Thresholds 1 and 2 are significant indices to help establish rigorous exercise intensity domains to individualize training and rehabilitation. They can help predict athletic performance, monitor training progress, and clinically assess the patient’s physiological function or dysfunction [1]. Exercise intensity is an important training element for effective cardiovascular and metabolic adaptations [43], mainly in T2. However, some researchers have also raised the importance of training volume even at low intensity (below or at T1), suggesting that duration is crucial to inducing training effects [44]. In this sense, researchers have demonstrated a polarized model of intensity distribution for training, in which participants who spend approximately 75% of the training below T1, 5–10% between T1 and T2, and 15–20% above T2 may have less autonomic stress, better motivation, and performance [36,37]. Consequently, the present study demonstrates the importance of determining the intensity in T1 and T2 in favor of better agreement and precision (accuracy) in practical and prescribing training. Future studies are needed to find better indices or methods to estimate T1. T1 is an important index when it comes to specific populations, for example, in patients with cardiovascular disease (ischemia or heart failure), who require adequate workload control of low-intensity exercises (below T1) [45]. In addition, the position statement of the European Association for Cardiovascular Prevention and Rehabilitation suggests the use of threshold-based exercise intensity prescriptions in heart disease patients [46,47].
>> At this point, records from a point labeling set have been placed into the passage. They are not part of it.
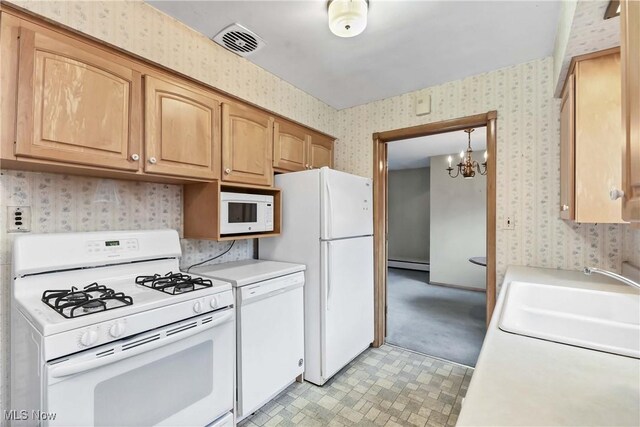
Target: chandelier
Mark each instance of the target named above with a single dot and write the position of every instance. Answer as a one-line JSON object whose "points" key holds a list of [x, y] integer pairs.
{"points": [[467, 166]]}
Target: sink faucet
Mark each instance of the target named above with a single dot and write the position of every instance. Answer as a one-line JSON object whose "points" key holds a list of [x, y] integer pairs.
{"points": [[589, 270]]}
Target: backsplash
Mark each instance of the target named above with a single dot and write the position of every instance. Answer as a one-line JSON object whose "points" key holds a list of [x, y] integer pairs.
{"points": [[528, 164]]}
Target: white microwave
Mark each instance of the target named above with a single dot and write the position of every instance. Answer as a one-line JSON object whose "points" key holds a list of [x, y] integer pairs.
{"points": [[245, 213]]}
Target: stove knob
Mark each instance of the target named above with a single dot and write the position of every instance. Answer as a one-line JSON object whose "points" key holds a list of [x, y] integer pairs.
{"points": [[197, 307], [116, 330], [88, 338]]}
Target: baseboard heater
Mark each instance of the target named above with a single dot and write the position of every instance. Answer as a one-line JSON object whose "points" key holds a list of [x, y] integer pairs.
{"points": [[409, 265]]}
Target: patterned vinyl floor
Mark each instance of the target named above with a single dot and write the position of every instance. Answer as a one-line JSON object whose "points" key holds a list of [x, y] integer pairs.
{"points": [[387, 386]]}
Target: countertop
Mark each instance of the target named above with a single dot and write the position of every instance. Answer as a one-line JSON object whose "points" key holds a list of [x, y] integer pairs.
{"points": [[522, 381], [246, 272]]}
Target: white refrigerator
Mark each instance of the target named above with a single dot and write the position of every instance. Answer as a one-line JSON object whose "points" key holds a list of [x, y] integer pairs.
{"points": [[327, 223]]}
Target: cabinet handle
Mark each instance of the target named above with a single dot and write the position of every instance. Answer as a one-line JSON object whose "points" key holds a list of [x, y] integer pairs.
{"points": [[616, 194]]}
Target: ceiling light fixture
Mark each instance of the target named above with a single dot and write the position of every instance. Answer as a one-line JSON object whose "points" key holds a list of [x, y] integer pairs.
{"points": [[467, 166], [348, 18]]}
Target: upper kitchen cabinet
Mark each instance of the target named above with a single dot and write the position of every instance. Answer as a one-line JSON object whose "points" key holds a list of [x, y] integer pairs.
{"points": [[320, 152], [591, 139], [630, 50], [76, 103], [290, 146], [297, 148], [247, 145], [182, 129]]}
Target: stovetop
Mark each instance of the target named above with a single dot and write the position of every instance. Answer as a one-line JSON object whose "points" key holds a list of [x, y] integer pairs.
{"points": [[174, 283], [120, 279], [93, 298]]}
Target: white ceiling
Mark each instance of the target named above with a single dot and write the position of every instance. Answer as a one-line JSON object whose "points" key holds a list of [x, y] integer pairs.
{"points": [[407, 45], [417, 152]]}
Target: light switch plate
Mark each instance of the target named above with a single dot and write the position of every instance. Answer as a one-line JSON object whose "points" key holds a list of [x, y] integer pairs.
{"points": [[18, 219], [423, 103], [509, 223]]}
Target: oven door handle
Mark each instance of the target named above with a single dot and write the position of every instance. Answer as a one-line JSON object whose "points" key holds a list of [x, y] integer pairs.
{"points": [[64, 371]]}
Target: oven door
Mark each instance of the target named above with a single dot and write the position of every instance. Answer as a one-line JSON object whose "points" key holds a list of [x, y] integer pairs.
{"points": [[180, 374]]}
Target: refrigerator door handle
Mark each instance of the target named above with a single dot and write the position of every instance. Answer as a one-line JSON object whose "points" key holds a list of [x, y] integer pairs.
{"points": [[329, 208], [329, 268]]}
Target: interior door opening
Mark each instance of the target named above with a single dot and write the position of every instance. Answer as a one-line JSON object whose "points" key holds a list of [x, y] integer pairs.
{"points": [[436, 252], [482, 122]]}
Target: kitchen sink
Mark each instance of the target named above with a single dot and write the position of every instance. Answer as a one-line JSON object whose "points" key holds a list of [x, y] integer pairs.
{"points": [[593, 319]]}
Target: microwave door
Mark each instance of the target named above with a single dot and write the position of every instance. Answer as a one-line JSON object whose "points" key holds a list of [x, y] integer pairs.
{"points": [[239, 217]]}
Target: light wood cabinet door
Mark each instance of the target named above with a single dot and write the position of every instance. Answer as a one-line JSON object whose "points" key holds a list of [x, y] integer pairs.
{"points": [[630, 50], [182, 130], [247, 145], [567, 143], [320, 152], [290, 146], [598, 139], [76, 104]]}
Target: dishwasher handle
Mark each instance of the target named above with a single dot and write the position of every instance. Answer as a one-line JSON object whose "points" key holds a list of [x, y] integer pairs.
{"points": [[252, 294]]}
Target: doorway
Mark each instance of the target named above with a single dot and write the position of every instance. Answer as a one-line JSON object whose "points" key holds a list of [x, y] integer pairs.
{"points": [[380, 182], [436, 239]]}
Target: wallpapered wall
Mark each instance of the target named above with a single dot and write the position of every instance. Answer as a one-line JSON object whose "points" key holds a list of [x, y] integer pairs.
{"points": [[527, 163], [68, 203]]}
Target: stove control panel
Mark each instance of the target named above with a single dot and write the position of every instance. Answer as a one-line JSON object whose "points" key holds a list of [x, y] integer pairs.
{"points": [[111, 246], [117, 329], [88, 338]]}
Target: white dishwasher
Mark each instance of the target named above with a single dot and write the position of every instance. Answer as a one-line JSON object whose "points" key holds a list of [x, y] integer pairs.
{"points": [[269, 326]]}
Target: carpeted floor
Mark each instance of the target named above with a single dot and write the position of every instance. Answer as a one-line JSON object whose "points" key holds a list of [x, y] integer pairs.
{"points": [[443, 322]]}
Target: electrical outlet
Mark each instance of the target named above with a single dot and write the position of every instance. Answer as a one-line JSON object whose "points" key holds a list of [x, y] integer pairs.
{"points": [[19, 219]]}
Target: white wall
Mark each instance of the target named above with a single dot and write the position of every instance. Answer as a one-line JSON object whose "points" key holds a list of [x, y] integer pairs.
{"points": [[409, 215], [458, 226]]}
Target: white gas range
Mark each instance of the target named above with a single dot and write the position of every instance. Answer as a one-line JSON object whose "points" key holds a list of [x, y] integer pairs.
{"points": [[106, 330]]}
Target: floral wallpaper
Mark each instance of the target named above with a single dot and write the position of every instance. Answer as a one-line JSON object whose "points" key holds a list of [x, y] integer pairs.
{"points": [[528, 164]]}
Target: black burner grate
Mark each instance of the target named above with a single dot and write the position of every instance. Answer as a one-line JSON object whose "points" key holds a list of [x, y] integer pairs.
{"points": [[174, 283], [93, 298]]}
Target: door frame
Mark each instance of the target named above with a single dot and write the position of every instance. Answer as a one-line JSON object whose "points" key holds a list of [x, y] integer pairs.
{"points": [[380, 209]]}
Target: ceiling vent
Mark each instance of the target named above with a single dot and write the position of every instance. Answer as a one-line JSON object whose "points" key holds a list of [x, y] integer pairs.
{"points": [[240, 40]]}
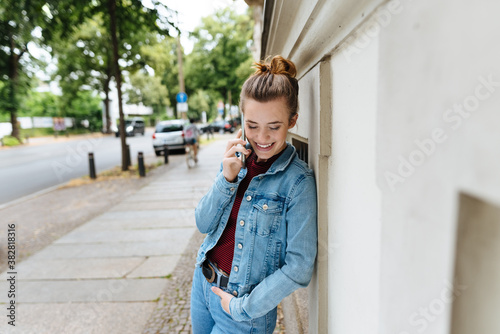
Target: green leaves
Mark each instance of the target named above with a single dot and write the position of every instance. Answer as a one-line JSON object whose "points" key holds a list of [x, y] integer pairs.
{"points": [[221, 57]]}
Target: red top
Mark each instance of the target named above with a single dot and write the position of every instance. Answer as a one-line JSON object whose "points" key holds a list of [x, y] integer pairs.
{"points": [[222, 254]]}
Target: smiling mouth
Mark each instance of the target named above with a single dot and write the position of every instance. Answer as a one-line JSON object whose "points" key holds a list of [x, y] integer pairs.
{"points": [[264, 146]]}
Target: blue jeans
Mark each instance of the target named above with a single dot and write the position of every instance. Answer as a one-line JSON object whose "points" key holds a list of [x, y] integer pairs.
{"points": [[208, 316]]}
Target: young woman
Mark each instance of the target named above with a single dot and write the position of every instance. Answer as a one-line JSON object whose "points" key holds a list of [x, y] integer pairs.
{"points": [[260, 219]]}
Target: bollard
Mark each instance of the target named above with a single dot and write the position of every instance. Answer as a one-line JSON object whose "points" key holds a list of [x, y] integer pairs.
{"points": [[91, 166], [127, 151], [165, 153], [140, 161]]}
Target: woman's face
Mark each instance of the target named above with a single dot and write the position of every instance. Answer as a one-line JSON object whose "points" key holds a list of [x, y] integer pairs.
{"points": [[266, 126]]}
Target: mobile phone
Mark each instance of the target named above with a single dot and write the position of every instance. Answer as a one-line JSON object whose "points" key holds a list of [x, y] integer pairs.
{"points": [[243, 157]]}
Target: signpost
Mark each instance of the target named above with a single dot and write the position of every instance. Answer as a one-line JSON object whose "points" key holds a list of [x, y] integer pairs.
{"points": [[220, 107], [182, 106]]}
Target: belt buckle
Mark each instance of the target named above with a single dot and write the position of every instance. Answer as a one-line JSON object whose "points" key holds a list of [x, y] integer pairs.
{"points": [[212, 276]]}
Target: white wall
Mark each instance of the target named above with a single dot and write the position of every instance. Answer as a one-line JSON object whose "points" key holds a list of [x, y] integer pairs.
{"points": [[412, 124], [432, 58], [355, 200]]}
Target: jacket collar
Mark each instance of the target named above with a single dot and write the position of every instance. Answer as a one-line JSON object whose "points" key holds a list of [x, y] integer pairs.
{"points": [[283, 161]]}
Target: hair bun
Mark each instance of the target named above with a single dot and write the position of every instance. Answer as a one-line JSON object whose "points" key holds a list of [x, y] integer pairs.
{"points": [[277, 65]]}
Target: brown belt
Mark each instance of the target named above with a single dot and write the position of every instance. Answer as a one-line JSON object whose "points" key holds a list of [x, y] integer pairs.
{"points": [[214, 275]]}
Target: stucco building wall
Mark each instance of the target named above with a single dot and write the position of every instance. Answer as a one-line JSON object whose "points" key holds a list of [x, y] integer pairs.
{"points": [[399, 107]]}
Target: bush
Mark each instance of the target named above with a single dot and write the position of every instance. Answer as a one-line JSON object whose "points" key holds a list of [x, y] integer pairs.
{"points": [[10, 141]]}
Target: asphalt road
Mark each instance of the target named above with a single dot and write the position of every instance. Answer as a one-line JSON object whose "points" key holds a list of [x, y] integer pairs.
{"points": [[29, 169]]}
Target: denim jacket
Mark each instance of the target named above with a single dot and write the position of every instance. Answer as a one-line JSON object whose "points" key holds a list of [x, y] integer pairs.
{"points": [[276, 233]]}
4.6. Practical Significance

These findings may be helpful to coaches, conditioning instructors, and laboratories’ daily routines to monitor and prescribe exercise intensity. The HRV presented a simple analysis and interpretation method, visually using the time domain and Poincaré plot. Furthermore, HRV measurement using the heart rate sensor via a smartphone reduces the cost and facilitates its analysis, allowing less complexity to assess and help identify different intensity domains, which is essential for monitoring exercise intensity and prescriptions.

4.7. Limitations

Although the present study provides meaningful information, some limitations should be acknowledged. This study is cross-sectional, so future research should be considered to assess the training effect on HRVTs. In addition, studies are needed to measure HRV during exercise in different individuals with a wider range of BMI, ages, and fitness levels. The present study did not strictly control food intake or fluid intake in the pre-test, but all participants were instructed to eat 2 h before the test, and the same hydration was offered on the day of the test. Besides, all parameters were measured simultaneously and with the same conditions, impacting all thresholds equally. Furthermore, to obtain stable RR intervals, the 3-min stage protocol was used in this study; however, some researchers recommend the 1-min stage for better VT detection [10].

5. Conclusions

HRVT1 presents low precision using this protocol to estimate LT1 and VT1. However, HRVT2 is a valid and noninvasive method that can estimate LT2 and VT2, showing good agreement and precision in healthy adults. Therefore, studying HRVTs using this simple and visual method on a treadmill must be encouraged to show consistency and increase ecological validity.